Creating Augmented Reality Content

As part of our project, Shared Spaces has been working on developing an augmented reality (AR) application. We are currently in the prototyping phase, learning and observing how members from our communities respond to this type of technology. For those unfamiliar with how AR works, here is a brief explanation: Upon opening an AR app, the user first scans a “trigger”. This can be a photograph, scanned image, QR code - basically any digital image file that is visually unique. The app reads this trigger and activates some other form of content; this can be a video, animation, link, etc.

Shared Spaces was fortunate to be invited to share our prototype at the Canadian Crafts Federation conference, Ten Digit Technology, in collaboration with Ruth Cuthand. Ruth is a Saskatchewan artist of Plains Cree and Scottish ancestry and 2020 recipient of the Governor General's Award in Visual and Media Arts.

In preparation for the conference, we decided to employ Artivive, a free, pre- existing AR application that allows users to link content to their artwork. The process of adding content can be as simple as linking the trigger image to a pre-existing website, or something a little more complicated, like creating an animation or video. With the right skills and tools, this process can be very efficient. The programs that I utilize for creating quick animations are Unity and Adobe After Effects; I like that both programs have hundreds of free tutorials online.

For Ruth’s first piece, a stack of Canadian Forces blankets beaded with small pox viruses, we decided to create a short video of Ruth speaking about her work. Lisa Birke, Michael Peterson, and I filmed a brief interview with Ruth using a green screen set up in Lisa’s office. Lisa edited the video while I animated an image of smallpox viruses to be placed as Ruth’s backdrop. The next day the video was complete and uploaded to Artivive along with its trigger, a photograph of Ruth’s smallpox beadwork.

The next piece we augmented was Ruth’s beading of Hepatitis C. We decided to create a 3D animation of a rotating Hepatitis C virus to provide a different perspective than what Ruth had beaded. We selected a pre-existing model that resembled the protein-covered surface of the virus. The rotating animation was created using Unity, an open-source game developing engine. After I imported the 3D virus into the scene, I Googled some code for continuous rotation and pasted this into the C#script window, which I linked to the object by dragging and dropping. C# is the programming language Unity uses to control actions. This could be complicated if we were the ones writing our script, but Luckily we were not; someone with a Comp Sci background has graciously done it for Unity users. All I had to do was Google “Unity 2019, rotation C# script” and, once I found what I was looking for, cut and paste the text. This sometimes requires a bit of trial and error, as there are multiple ways to do the same action and various individuals writing the script. If code is unavailable to directly copy and paste, tutorials on platforms like YouTube provide step by step guidance, showing users how to input text into the script window.

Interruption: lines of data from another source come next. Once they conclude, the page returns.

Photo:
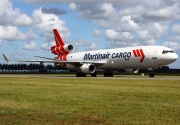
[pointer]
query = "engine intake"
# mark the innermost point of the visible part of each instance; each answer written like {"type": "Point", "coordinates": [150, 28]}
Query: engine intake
{"type": "Point", "coordinates": [88, 68]}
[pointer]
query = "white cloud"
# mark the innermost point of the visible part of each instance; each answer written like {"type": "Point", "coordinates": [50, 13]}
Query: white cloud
{"type": "Point", "coordinates": [72, 6]}
{"type": "Point", "coordinates": [1, 42]}
{"type": "Point", "coordinates": [11, 33]}
{"type": "Point", "coordinates": [97, 32]}
{"type": "Point", "coordinates": [173, 45]}
{"type": "Point", "coordinates": [46, 22]}
{"type": "Point", "coordinates": [30, 46]}
{"type": "Point", "coordinates": [176, 29]}
{"type": "Point", "coordinates": [10, 16]}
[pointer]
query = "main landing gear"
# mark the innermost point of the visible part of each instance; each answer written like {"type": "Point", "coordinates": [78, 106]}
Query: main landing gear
{"type": "Point", "coordinates": [81, 74]}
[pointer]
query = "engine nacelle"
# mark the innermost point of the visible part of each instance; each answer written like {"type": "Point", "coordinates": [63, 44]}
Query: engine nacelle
{"type": "Point", "coordinates": [88, 68]}
{"type": "Point", "coordinates": [61, 49]}
{"type": "Point", "coordinates": [131, 71]}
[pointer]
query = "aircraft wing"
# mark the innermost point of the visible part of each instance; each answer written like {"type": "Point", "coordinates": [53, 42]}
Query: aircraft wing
{"type": "Point", "coordinates": [52, 60]}
{"type": "Point", "coordinates": [76, 63]}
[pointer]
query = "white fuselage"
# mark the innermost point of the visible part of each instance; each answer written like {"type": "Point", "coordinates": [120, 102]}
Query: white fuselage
{"type": "Point", "coordinates": [141, 57]}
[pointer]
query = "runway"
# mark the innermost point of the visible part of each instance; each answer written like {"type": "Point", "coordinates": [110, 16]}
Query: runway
{"type": "Point", "coordinates": [59, 76]}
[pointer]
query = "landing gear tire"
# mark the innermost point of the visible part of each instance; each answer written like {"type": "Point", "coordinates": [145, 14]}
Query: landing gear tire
{"type": "Point", "coordinates": [80, 74]}
{"type": "Point", "coordinates": [93, 74]}
{"type": "Point", "coordinates": [151, 74]}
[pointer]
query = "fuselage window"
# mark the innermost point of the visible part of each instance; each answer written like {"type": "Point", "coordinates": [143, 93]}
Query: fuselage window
{"type": "Point", "coordinates": [167, 51]}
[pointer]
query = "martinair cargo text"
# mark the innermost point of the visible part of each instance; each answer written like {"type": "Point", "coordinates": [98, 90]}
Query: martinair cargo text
{"type": "Point", "coordinates": [130, 58]}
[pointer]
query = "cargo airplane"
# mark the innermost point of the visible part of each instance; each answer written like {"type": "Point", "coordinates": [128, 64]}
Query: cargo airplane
{"type": "Point", "coordinates": [129, 58]}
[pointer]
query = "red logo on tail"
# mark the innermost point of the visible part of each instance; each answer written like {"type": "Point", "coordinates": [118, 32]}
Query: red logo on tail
{"type": "Point", "coordinates": [139, 53]}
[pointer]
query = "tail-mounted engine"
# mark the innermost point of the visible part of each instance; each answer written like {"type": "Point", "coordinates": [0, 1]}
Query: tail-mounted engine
{"type": "Point", "coordinates": [61, 50]}
{"type": "Point", "coordinates": [88, 68]}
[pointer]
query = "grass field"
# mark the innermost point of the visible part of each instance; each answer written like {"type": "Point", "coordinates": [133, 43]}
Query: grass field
{"type": "Point", "coordinates": [89, 101]}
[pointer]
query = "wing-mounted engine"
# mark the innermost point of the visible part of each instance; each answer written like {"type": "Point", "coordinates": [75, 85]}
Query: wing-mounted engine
{"type": "Point", "coordinates": [131, 71]}
{"type": "Point", "coordinates": [88, 68]}
{"type": "Point", "coordinates": [59, 50]}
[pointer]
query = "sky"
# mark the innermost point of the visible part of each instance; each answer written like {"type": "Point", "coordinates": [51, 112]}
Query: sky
{"type": "Point", "coordinates": [26, 25]}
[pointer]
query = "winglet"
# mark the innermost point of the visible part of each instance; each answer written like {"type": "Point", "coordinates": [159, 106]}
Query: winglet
{"type": "Point", "coordinates": [5, 58]}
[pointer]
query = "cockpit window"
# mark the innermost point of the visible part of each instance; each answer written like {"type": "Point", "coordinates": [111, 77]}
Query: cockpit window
{"type": "Point", "coordinates": [167, 51]}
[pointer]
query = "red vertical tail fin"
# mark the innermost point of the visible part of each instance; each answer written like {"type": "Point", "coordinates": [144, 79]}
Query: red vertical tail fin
{"type": "Point", "coordinates": [58, 39]}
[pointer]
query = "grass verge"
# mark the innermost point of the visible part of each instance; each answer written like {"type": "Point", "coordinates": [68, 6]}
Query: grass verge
{"type": "Point", "coordinates": [89, 101]}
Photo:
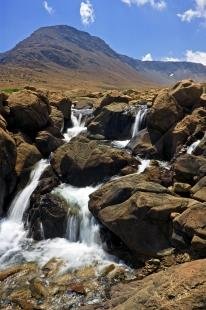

Since we wanted to create the visual effect of the virus floating in front of Ruth’s beadwork, our next step was to create a single-colour background to make use of Artitive’s Chroma Keying Feature. Chroma Keying is a visual effect used to remove a flat colour background (the most common example is a green screen) and replace it with a transparent background or some other footage. For our model, since the 3D virus was yellow, I made sure to select purple (it’s complimentary colour) for the background to make chroma keying easier. I recorded video from within the Unity game window and imported this file into After Effects to create the correct aspect ratio (Artivive suggests using the same aspect ratio for the trigger image and linked content). I then uploaded the trigger image (a scan of the beadwork) and the video to Artivive, which allowed me to chroma key directly within the app; I simply used the dropper tool to select the colour that would become transparent. Now when the trigger image of the beadwork is scanned, a rotating model of the virus can be seen floating in front of Ruth’s work.